All-In-One Music Structure Analyzer
Project description
All-In-One Music Structure Analyzer
A Python package for music structure analysis predicting:
- Tempo (BPM)
- Beats
- Downbeats
- Functional segment boundaries
- Functional segment labels (e.g., intro, verse, chorus, bridge, outro)
Table of Contents
Installation
1. Install PyTorch
Visit PyTorch and install the appropriate version for your system.
2. Install NATTEN (For Linux and Windows only, not required for macOS)
Linux
Visit NATTEN website and download the appropriate version for your system.
macOS
No need to install NATTEN, it will be installed automatically when installing allin1
.
Windows
Build NATTEN from source:
pip install ninja # Recommended, not required
git clone https://github.com/SHI-Labs/NATTEN
cd NATTEN
make
3. Install the package
pip install git+https://github.com/CPJKU/madmom # install the latest madmom directly from GitHub
pip install allin1 # install this package
4. (Optional) Install FFmpeg for MP3 support
For ubuntu:
sudo apt install ffmpeg
For macOS:
brew install ffmpeg
Usage
CLI
allin1 your_audio_file1.wav your_audio_file2.mp3
The result will be saved in `./structures:
./structures
└── your_audio_file1.json
└── your_audio_file2.json
And a JSON analysis result has:
{
"beats": [ 0.33, 0.75, 1.14, ... ],
"downbeats": [ 0.33, 1.94, 3.53, ... ],
"beat_positions": [ 1, 2, 3, 4, 1, 2, 3, 4, 1, ... ],
"segments": [
{
"start": 0.0,
"end": 0.33,
"label": "start"
},
{
"start": 0.33,
"end": 13.13,
"label": "intro"
},
{
"start": 13.13,
"end": 37.53,
"label": "chorus"
},
{
"start": 37.53,
"end": 51.53,
"label": "verse"
},
...
]
}
Available options:
$ allin1 --help
usage: allin1 [-h] [-a] [-e] [-o OUT_DIR] [-m MODEL] [-d DEVICE] [-k] [--demix-dir DEMIX_DIR] [--spec-dir SPEC_DIR] paths [paths ...]
positional arguments:
paths Path to tracks
options:
-h, --help show this help message and exit
-a, --activ Save frame-level raw activations from sigmoid and softmax (default: False)
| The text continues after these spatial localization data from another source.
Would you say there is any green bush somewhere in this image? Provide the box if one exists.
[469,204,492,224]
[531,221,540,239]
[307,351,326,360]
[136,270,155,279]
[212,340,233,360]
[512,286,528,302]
-e, --embed Save frame-level embeddings (default: False)
-o OUT_DIR, --out-dir OUT_DIR
Path to a directory to store analysis results (default: ./structures)
-m MODEL, --model MODEL
Name of the pretrained model to use (default: harmonix-all)
-d DEVICE, --device DEVICE
Device to use (default: cuda if available else cpu)
-k, --keep-byproducts
Keep demixed audio files and spectrograms (default: False)
--demix-dir DEMIX_DIR
Path to a directory to store demixed tracks (default: ./demixed)
--spec-dir SPEC_DIR Path to a directory to store spectrograms (default: ./spectrograms)
Python
import allinone
# You can analyze a single file:
result = allinone.analyze('your_audio_file.wav')
# Or multiple files:
results = allinone.analyze(['your_audio_file1.wav', 'your_audio_file2.mp3'])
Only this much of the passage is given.